Limited Edition of 600 (#281/600)
Signed and dated by Shepard Fairey in pencil bottom right.
Signed in pencil by Ted Soqui bottom center.
Numbered in pencil bottom left.

ABOUT THE ART

"I based this 'Eyes on the King Verdict' print on photos taken by Ted Soqui during the LA riots of spring 1992. Ted has a long history of photographing activists and protests, which began after the "not guilty" verdicts on April 29, 1992, for the four officers who severely beat Rodney King. I especially love the central pic of a young woman protester in a Malcolm X hat contemplating the scene.

I think it is important to consider the symbolic weight of the Rodney King verdict and the emotional impact on communities of color seeking justice and accountability. At the time, 30 years ago, I remember feeling enraged that such a blatant act of police brutality was going unpunished when it was captured on video. It is heartbreaking how frequently similar acts of violence and abuse of power by law enforcement have gone unpunished, even when caught on camera.

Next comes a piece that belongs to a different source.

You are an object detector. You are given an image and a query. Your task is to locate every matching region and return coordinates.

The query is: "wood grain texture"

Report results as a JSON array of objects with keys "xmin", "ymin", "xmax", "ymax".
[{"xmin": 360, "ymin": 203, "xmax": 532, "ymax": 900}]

I don't ever condone violence or looting, but I understand why LA erupted in riots and protests after the King verdict. When people feel that the American system has failed them repeatedly, things can reach a boiling point. The urge to protest injustice and the right to do so are legitimate, even if looting is not legitimate. The LA riots were a tragic mixture. However, beware of those who try to conflate protest with "criminal agitation" or "inciting a riot." When the system fails the people, it is nothing short of patriotic for the people to protest for a solution.

Ted Soqui and I both signed the "Eyes on the King Verdict" print. A portion of the proceeds will benefit WLCAC (Watts Labor Community Action Committee)."